Observations préalables. Je vous ai déjà dit de ne pas m'appeler "Monsieur". Je sais que je suis un vieux monsieur mais tout le monde, même ma petite fille aînée, à trois ans, m'appelait "Hypo". Il n'y a pas de raison pour que vous n'en fassiez pas autant.
Comité central
Ma solution me paraissait plus logique mais devant vos arguments, je n'insiste pas et suis d'accord pour la formule envisagée, par conséquent, faites pour le mieux car quoi qu'il arrive ce ne sera jamais que du provisoire. J'attire toutefois votre attention sur les points suivants :
1. Vous me parlez de votre nomination comme trésorier adjoint. Or, j'étais trésorier (il n'y avait pas de trésorier adjoint au comité) je ne peux donc accepter de vous voir me remplacer à un poste inférieur à celui que j'occupais. Ceci à son importance car, si plus tard je revenais au bureau, cela ne pourrait pas être comme trésorier adjoint, l'ayant quitté préalablement comme trésorier. J'ajouterai que l'importance de la Maison justifierait la présence de son représentant au bureau comme vice-président. Pendant quinze ans, j'ai refusé la vice-présidence car j'estimais que la fonction de trésorier (il n'y en avait qu'un et on tenait les cordons de la caisse) valait mieux qu'une vice-présidence (il y en avait cinq). Mais, ceci dit, il ne peut pas être question que le représentant de la Maison Worms ne soit qu'un adjoint. Du reste, qui aviez-vous envisagé comme trésorier en titre ?

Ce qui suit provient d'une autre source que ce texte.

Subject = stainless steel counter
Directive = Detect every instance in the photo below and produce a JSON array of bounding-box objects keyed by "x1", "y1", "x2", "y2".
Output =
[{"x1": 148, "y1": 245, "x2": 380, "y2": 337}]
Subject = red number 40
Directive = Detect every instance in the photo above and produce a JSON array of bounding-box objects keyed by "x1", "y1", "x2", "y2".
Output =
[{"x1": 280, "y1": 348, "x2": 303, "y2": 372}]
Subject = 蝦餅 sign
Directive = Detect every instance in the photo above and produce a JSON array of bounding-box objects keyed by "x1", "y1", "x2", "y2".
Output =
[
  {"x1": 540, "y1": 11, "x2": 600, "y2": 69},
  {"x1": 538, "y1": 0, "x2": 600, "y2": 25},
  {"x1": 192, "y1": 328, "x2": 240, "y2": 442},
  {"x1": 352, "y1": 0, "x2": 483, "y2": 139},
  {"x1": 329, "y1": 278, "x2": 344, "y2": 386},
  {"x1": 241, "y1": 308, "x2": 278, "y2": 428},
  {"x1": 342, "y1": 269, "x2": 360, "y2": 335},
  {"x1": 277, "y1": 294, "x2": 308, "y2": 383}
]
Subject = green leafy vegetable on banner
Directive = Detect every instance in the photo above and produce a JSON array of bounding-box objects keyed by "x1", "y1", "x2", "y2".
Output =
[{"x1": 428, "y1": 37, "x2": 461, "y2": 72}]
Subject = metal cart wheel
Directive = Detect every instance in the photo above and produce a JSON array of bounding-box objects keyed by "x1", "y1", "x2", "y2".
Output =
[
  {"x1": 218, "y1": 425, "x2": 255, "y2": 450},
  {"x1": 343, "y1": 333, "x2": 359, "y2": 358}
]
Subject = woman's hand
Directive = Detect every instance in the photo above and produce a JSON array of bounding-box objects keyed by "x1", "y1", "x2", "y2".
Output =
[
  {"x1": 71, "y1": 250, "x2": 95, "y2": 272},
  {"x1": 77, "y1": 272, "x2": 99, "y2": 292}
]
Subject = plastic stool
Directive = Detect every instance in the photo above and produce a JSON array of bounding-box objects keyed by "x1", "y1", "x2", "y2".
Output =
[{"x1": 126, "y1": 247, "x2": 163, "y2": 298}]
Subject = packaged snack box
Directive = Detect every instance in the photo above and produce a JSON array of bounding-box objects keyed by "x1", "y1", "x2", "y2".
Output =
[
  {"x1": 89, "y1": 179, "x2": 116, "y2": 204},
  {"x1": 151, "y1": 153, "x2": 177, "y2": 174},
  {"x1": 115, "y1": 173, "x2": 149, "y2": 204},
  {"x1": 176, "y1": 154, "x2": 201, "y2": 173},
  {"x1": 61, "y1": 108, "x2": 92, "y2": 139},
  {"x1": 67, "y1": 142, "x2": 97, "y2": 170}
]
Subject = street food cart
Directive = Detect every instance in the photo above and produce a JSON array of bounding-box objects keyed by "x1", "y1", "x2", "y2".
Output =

2. Je comprends parfaitement la distinction à faire dans les situations respectives de Jean Fraissinet et de moi-même mais je signale toutefois que l'inclusion immédiate de Jean Fraissinet parmi les vice-présidents pourra, elle aussi, soulever des critiques et faire échouer votre combinaison.
Jean Fraissinet n'est peut-être qu'en résidence surveillée et, pas inculpé, mais ses difficultés ne sont peut-être pas terminées. Il a été et est toujours propriétaire d'un journal important qui a paru pendant toute l'occupation ; il a en outre été pendant quatre ans conseiller national. À ce titre et conformément à la loi, il n'est pas éligible aux fonctions municipales, je crois même qu'il ne peut pas être électeur.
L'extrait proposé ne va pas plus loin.